Belonging doesn’t happen independently of challenges or uniquely by way of happiness. You have created a place for yourself with effort and accountability, determination and persistence.  It has been complicated and uncomfortable, confusing and even overwhelming. Without natural talent or experience, you have had to create trust by showing up to each practice ready to work and willing to learn.

Similarly, success is often a collective endeavor measured by individual growth. Your coach could have allowed you to hide on the sidelines as easily as we, your parents, could have offered you escape. Instead we stand on either side of the same field, looking for strength without ignoring error.

We are only halfway through this new endeavor and I anticipate there will be more challenges as you grow more fully into this experience. Remember, win or lose, it is enough to watch you play the game.

Love, Mom


September 12, 2014 § 6 Comments

These past few weeks I have found myself happily entangled in accidental good fortune, bound to individuals whose place in my life informs a wealth of possibility. I see the boldness of this fiber connecting chance and destiny to gift me wisdom and patience, strength and community; the richness of each invitation so subtle I might have overlooked the fullness of fate’s offering had my attention been otherwise guided. Today I am pausing to give thanks for the intricate path of life that presents us with moments of choreographed chaos and uncluttered clarity.

to my son

September 7, 2014 § 6 Comments

I’ve been writing your sister more often of late, but my mind holds a space for you despite the deceptive inequality of letters. I see you struggling a bit to find your way, the determined quiet that speaks to your ever evolving independence. I collect your stories and note your choices, suffer your worries and applaud your conviction, temper my counsel with familiar boundaries.

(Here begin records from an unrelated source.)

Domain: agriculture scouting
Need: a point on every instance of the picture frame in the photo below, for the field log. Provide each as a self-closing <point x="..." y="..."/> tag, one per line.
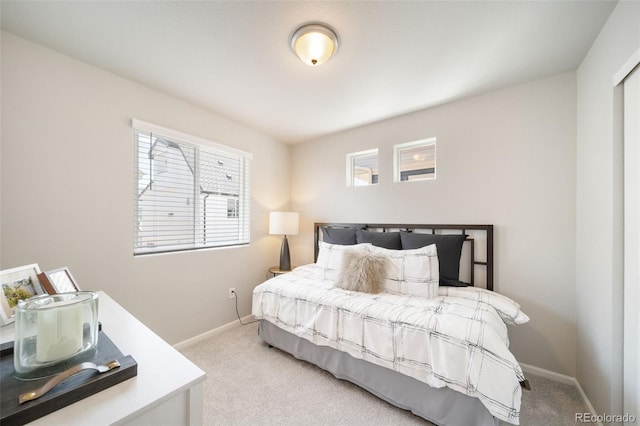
<point x="17" y="284"/>
<point x="59" y="280"/>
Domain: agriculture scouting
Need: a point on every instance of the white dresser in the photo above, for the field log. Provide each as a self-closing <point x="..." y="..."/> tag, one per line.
<point x="166" y="391"/>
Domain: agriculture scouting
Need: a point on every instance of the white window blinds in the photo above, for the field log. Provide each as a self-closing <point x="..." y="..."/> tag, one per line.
<point x="189" y="193"/>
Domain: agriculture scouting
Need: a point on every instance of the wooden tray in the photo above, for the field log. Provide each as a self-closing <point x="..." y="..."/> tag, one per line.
<point x="75" y="388"/>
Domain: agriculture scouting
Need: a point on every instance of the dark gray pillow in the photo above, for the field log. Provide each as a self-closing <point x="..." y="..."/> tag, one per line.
<point x="449" y="250"/>
<point x="390" y="240"/>
<point x="341" y="236"/>
<point x="445" y="282"/>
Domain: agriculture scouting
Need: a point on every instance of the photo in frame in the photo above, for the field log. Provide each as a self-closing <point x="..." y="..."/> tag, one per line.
<point x="58" y="280"/>
<point x="17" y="284"/>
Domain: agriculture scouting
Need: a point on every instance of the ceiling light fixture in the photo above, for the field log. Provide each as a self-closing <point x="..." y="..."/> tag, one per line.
<point x="314" y="43"/>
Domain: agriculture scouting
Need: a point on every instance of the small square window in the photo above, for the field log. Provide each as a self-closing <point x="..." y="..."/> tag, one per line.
<point x="362" y="168"/>
<point x="415" y="160"/>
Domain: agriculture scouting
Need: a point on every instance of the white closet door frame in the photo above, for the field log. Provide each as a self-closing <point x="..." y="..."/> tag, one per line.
<point x="629" y="77"/>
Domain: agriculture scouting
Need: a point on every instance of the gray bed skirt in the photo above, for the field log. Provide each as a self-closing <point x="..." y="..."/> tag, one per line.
<point x="441" y="406"/>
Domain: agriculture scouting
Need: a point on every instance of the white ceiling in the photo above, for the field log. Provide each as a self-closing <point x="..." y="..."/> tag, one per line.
<point x="233" y="57"/>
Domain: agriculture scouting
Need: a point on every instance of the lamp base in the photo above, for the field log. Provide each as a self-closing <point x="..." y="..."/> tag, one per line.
<point x="285" y="258"/>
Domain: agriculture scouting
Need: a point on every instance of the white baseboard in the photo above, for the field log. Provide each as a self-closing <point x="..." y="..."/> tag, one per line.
<point x="560" y="378"/>
<point x="207" y="334"/>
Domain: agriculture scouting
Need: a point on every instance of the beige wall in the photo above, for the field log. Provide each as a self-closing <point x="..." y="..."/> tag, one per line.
<point x="505" y="158"/>
<point x="599" y="212"/>
<point x="67" y="191"/>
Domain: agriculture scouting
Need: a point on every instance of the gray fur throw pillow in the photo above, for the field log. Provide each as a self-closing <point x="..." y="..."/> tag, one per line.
<point x="362" y="271"/>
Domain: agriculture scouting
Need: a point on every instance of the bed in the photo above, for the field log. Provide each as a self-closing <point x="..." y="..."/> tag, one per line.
<point x="430" y="338"/>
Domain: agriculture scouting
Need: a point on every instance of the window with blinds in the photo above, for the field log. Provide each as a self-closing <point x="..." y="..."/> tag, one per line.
<point x="189" y="193"/>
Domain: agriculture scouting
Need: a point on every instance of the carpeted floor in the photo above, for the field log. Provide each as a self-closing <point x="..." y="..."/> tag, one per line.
<point x="249" y="383"/>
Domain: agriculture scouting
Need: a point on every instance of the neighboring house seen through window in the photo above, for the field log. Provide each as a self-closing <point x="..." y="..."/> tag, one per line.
<point x="189" y="193"/>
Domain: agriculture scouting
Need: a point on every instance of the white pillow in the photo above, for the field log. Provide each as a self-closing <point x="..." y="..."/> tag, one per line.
<point x="362" y="271"/>
<point x="330" y="259"/>
<point x="414" y="272"/>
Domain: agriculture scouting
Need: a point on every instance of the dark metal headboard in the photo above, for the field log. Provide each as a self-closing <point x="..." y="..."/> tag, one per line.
<point x="473" y="261"/>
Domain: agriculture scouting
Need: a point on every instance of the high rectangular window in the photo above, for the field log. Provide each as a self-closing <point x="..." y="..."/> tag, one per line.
<point x="415" y="160"/>
<point x="362" y="168"/>
<point x="189" y="193"/>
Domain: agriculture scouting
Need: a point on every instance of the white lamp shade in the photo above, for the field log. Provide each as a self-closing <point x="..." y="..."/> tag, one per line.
<point x="283" y="223"/>
<point x="314" y="44"/>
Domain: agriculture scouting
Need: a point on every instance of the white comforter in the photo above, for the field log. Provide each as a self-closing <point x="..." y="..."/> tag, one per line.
<point x="458" y="339"/>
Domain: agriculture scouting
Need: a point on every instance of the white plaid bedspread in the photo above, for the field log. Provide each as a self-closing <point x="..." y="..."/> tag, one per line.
<point x="458" y="342"/>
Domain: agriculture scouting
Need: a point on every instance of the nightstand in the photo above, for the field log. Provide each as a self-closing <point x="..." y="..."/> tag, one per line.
<point x="275" y="270"/>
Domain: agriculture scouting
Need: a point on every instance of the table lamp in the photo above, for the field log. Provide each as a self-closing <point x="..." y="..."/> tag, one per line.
<point x="284" y="223"/>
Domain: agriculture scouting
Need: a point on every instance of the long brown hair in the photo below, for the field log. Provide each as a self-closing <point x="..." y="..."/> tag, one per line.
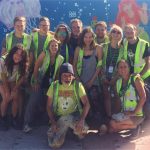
<point x="81" y="38"/>
<point x="9" y="62"/>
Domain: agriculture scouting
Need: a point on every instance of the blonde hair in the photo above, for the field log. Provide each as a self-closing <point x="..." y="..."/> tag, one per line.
<point x="101" y="23"/>
<point x="114" y="26"/>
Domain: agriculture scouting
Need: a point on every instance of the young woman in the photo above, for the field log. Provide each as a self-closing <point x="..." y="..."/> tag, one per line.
<point x="62" y="34"/>
<point x="12" y="70"/>
<point x="45" y="71"/>
<point x="112" y="53"/>
<point x="130" y="90"/>
<point x="87" y="64"/>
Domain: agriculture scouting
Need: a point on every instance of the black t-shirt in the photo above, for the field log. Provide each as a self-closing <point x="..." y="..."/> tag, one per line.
<point x="131" y="54"/>
<point x="48" y="77"/>
<point x="111" y="61"/>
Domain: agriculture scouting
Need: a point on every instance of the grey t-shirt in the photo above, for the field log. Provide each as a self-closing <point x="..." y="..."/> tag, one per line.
<point x="41" y="41"/>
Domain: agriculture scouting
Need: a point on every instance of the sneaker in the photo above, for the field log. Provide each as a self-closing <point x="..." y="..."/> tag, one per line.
<point x="103" y="129"/>
<point x="27" y="128"/>
<point x="136" y="132"/>
<point x="4" y="124"/>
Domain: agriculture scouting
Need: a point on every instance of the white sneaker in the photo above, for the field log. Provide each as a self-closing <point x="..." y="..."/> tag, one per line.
<point x="27" y="128"/>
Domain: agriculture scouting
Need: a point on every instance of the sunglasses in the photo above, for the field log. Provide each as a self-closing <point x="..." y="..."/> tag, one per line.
<point x="64" y="34"/>
<point x="117" y="32"/>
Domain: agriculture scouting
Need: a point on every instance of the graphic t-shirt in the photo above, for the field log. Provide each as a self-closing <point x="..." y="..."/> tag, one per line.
<point x="131" y="54"/>
<point x="67" y="102"/>
<point x="3" y="70"/>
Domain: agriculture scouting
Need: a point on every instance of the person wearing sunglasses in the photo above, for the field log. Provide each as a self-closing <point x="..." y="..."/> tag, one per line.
<point x="112" y="53"/>
<point x="16" y="36"/>
<point x="62" y="34"/>
<point x="137" y="52"/>
<point x="87" y="65"/>
<point x="76" y="26"/>
<point x="101" y="32"/>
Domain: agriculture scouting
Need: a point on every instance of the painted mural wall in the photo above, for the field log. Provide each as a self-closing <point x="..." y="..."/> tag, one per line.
<point x="89" y="11"/>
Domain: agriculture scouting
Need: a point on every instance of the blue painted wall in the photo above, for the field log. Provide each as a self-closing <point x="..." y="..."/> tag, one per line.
<point x="58" y="11"/>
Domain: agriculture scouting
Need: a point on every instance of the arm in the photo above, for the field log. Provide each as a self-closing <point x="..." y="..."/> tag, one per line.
<point x="147" y="65"/>
<point x="143" y="13"/>
<point x="99" y="53"/>
<point x="75" y="60"/>
<point x="3" y="51"/>
<point x="86" y="107"/>
<point x="51" y="114"/>
<point x="38" y="64"/>
<point x="141" y="93"/>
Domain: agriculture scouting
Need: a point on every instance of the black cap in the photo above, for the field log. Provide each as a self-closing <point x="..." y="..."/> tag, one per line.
<point x="66" y="68"/>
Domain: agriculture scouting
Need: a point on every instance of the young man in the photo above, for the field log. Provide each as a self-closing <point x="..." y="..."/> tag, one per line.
<point x="137" y="52"/>
<point x="76" y="26"/>
<point x="64" y="107"/>
<point x="16" y="36"/>
<point x="101" y="32"/>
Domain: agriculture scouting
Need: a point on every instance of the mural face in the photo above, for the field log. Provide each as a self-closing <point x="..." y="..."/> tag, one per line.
<point x="89" y="11"/>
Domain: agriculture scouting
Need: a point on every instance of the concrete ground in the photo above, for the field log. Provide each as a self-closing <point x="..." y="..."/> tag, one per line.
<point x="37" y="140"/>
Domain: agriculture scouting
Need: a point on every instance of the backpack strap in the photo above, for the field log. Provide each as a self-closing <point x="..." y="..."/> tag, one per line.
<point x="76" y="92"/>
<point x="55" y="95"/>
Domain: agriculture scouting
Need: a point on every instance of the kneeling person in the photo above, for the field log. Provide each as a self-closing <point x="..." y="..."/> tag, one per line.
<point x="64" y="107"/>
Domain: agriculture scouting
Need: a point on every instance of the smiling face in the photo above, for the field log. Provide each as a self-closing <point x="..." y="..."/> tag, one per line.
<point x="17" y="57"/>
<point x="61" y="34"/>
<point x="44" y="26"/>
<point x="76" y="28"/>
<point x="19" y="26"/>
<point x="88" y="38"/>
<point x="123" y="69"/>
<point x="53" y="47"/>
<point x="67" y="78"/>
<point x="115" y="34"/>
<point x="130" y="33"/>
<point x="100" y="31"/>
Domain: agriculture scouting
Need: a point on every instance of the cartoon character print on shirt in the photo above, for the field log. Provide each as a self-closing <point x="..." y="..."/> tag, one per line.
<point x="65" y="103"/>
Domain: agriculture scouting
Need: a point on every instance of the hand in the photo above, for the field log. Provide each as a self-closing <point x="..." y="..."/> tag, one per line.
<point x="89" y="84"/>
<point x="79" y="126"/>
<point x="36" y="87"/>
<point x="129" y="113"/>
<point x="54" y="127"/>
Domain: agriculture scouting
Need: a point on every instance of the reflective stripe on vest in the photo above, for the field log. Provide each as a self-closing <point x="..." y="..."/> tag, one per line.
<point x="79" y="62"/>
<point x="46" y="63"/>
<point x="55" y="95"/>
<point x="105" y="52"/>
<point x="139" y="62"/>
<point x="35" y="41"/>
<point x="129" y="98"/>
<point x="26" y="41"/>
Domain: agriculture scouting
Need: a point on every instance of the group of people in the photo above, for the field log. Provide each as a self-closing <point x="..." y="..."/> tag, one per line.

I am standing a little further in your shadow, still ever mindful of your experiences. The truth is, some days the best I can do is offer you less. There are mistakes and accomplishments more fully measured without my presence tugging the scale in one direction or another. Pieces of your story that must be written in your hand.

I’m still here.

Love, Mom

to my daughter

September 6, 2014 § 8 Comments

This morning was your first soccer game. Until today your frame of reference for the sport was limited to Kindergarten drills and gym class scrimmages. Your enthusiasm for this new experience was based more in an excuse to spend time with a friend than a newly recognized passion for the game. Still, I was proud of your willingness to be uncomfortable and unknowledgeable, to risk failing in an attempt to succeed, to be a part of something larger than yourself.

I anticipated you might play poorly and I secretly wished you a natural inclination that could compensate for the absence of experience. What I didn’t expect was to find my shortcomings centerfield from the sidelines. You were lost and still, overwhelmed and hiding in plain sight. Each gesture of confusion was both genuine and dismissive, I could feel you attempting to shed the experience even as it unfolded around you.

Your teammates were struggling against other children, but you were struggling against yourself.

You may never play soccer again after this season, but you will undoubtably find yourself in new experiences confronted with familiar fears. I understand the temptation to hide behind excuses, to avoid discomfort; these are my ghosts.

No one is perfect. Each of us possess unique strengths and inopportune insecurities that inform our choices. My greatest regrets rest in moments of paralysis when I allowed my path to be shaped by the actions of those around me, bending to my doubts. Even my most colorful, public errors of assertion are rights of passage; proof that I have not forfeited my right to grow and learn in the face of uncertainty. It is a far greater loss to fail at trying; a hollow victory to succeed without effort.

Win or lose, you have to play the game.